BBC boss slams Ofcom proposals

The BBC Trust’s chairman Sir Michael Lyons is a diplomatic sort, and uses polite language, but at a Broadcasting Press Guild lunch in London on Oct 15 he firmly told Ofcom to get back into its box over suggestions that the BBC should somehow or other gift ownership of BBC Worldwide to Channel 4. “Put aside for a moment whether this [suggestion] is actually legal,” he said, “in what way might this make business sense for BBC Worldwide or Channel 4?”

Sir Michael hinted that the BBC Trust had already taken legal advice on regulator Ofcom’s proposals. “BBC Worldwide primarily exists to exploit the secondary rights of BBC public service programming, not Channel 4. And besides,” he said pointedly, “BBC Worldwide belongs to licence fee payers, and not the government either.” He questioned what the thinking might have been behind Ofcom’s “extraordinary” proposals.

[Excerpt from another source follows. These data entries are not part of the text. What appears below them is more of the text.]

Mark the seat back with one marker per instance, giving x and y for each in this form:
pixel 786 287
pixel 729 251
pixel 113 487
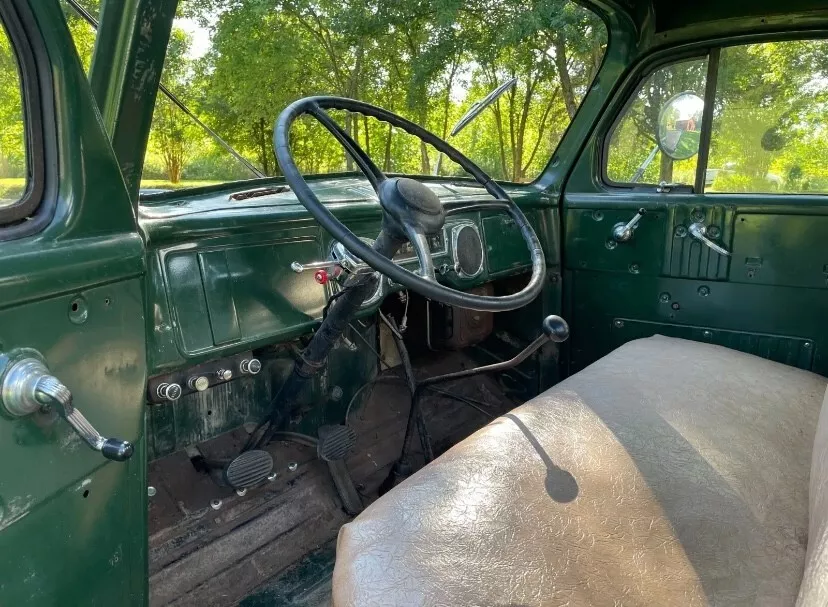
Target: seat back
pixel 813 592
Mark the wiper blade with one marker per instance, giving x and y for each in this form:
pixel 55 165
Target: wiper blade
pixel 87 16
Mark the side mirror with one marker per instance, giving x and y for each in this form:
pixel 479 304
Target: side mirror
pixel 679 126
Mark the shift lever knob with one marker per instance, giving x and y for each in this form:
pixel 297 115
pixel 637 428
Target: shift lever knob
pixel 555 328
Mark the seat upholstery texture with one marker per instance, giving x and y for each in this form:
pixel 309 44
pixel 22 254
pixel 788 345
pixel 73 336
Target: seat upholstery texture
pixel 667 473
pixel 813 592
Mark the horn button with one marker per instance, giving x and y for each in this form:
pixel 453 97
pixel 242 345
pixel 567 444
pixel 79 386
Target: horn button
pixel 409 202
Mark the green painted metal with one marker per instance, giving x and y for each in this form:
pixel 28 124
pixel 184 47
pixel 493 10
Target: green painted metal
pixel 72 524
pixel 125 73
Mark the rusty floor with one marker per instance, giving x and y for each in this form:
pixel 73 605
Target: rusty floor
pixel 274 545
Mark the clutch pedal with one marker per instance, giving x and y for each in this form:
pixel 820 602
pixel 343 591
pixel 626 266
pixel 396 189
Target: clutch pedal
pixel 248 469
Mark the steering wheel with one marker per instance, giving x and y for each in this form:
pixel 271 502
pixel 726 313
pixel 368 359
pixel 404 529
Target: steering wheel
pixel 411 211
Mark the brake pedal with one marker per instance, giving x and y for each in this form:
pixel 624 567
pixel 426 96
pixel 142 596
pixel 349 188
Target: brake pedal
pixel 335 442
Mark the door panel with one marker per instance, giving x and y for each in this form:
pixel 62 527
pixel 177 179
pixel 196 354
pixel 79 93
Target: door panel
pixel 72 523
pixel 767 299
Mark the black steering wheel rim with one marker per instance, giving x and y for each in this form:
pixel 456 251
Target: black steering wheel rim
pixel 431 289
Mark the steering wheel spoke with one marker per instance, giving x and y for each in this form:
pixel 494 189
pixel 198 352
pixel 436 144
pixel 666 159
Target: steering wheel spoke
pixel 352 148
pixel 411 210
pixel 419 240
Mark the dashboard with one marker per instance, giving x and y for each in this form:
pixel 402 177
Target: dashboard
pixel 222 262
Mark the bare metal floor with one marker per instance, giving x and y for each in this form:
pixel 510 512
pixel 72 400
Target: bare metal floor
pixel 275 544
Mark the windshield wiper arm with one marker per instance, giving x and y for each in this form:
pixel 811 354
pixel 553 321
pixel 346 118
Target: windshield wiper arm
pixel 87 16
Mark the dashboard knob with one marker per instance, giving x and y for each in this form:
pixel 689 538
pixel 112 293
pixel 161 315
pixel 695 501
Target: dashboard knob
pixel 250 366
pixel 168 391
pixel 198 382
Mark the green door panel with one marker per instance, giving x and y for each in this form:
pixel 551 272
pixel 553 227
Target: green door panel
pixel 72 524
pixel 790 250
pixel 218 287
pixel 598 300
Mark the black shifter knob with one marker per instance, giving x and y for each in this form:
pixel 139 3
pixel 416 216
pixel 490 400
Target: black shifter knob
pixel 555 328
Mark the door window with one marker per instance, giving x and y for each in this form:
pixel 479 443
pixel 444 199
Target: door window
pixel 14 162
pixel 770 121
pixel 667 102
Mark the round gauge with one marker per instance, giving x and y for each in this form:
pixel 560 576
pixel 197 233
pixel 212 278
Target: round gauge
pixel 467 248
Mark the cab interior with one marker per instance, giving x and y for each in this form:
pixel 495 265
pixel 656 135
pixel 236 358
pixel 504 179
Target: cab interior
pixel 545 326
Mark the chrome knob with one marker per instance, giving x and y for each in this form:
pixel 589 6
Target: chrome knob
pixel 167 391
pixel 28 387
pixel 198 382
pixel 250 366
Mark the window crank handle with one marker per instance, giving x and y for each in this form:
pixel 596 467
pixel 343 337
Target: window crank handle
pixel 622 232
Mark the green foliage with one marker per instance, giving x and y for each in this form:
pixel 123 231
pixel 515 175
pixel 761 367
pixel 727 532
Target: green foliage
pixel 428 61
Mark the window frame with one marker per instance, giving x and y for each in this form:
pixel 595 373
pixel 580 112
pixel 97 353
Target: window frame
pixel 29 204
pixel 629 91
pixel 647 66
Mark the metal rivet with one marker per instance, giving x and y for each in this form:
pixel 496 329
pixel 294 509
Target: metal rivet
pixel 78 311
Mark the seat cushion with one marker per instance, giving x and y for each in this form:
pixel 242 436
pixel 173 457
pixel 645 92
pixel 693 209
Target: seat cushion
pixel 668 473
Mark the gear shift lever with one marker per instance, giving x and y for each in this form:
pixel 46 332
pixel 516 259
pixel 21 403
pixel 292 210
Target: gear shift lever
pixel 554 329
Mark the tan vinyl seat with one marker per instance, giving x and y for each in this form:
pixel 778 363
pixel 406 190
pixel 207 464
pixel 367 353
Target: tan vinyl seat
pixel 668 473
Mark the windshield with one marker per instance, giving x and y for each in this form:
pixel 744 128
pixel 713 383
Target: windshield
pixel 235 64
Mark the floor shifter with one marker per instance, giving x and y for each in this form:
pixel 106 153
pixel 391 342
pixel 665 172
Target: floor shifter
pixel 555 329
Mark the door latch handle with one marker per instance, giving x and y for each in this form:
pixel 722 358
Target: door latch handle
pixel 28 387
pixel 699 231
pixel 622 232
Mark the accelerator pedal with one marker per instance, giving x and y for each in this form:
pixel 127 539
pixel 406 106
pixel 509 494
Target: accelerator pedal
pixel 248 469
pixel 335 442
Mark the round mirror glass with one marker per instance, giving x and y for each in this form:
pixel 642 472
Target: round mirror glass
pixel 679 126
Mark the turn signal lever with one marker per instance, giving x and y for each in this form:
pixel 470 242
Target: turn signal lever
pixel 554 329
pixel 27 387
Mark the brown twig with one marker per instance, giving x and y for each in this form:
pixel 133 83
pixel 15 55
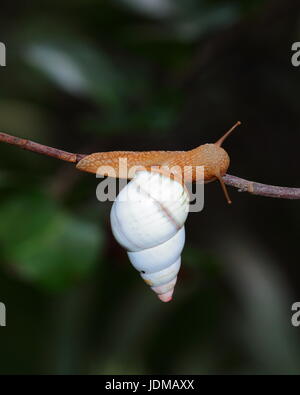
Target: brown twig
pixel 40 149
pixel 252 187
pixel 256 188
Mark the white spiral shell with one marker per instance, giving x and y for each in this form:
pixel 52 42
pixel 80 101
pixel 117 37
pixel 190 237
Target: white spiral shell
pixel 147 219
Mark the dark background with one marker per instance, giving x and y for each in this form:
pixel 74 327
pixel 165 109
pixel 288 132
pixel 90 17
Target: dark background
pixel 88 76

Ofcom is trying to seek a Public Service Broadcasting formula for the UK that would somehow direct around £100m of public cash towards financially stretched Channel 4, also publicly owned.

Sir Michael, in a courteous but extremely robust speech, said he felt the argument of this “top slicing” of the BBC’s licence fee income in favour of other broadcasters “had receded dramatically”. He praised Ofcom’s “brave attempt” to come up with possible solutions, but argued that “hasty moves to dismantle structures which have taken decades to mature in return for a quick financial gain might look tempting at first glance, but they have a habit of coming back with a bite.”

He bluntly said that Channel 4 needed to rein in its ambitions if the cash wasn’t available, and engage in constructive discussions with the BBC over such partnerships that could benefit both broadcasters, and that C4 should reduce its multi-channel ambitions.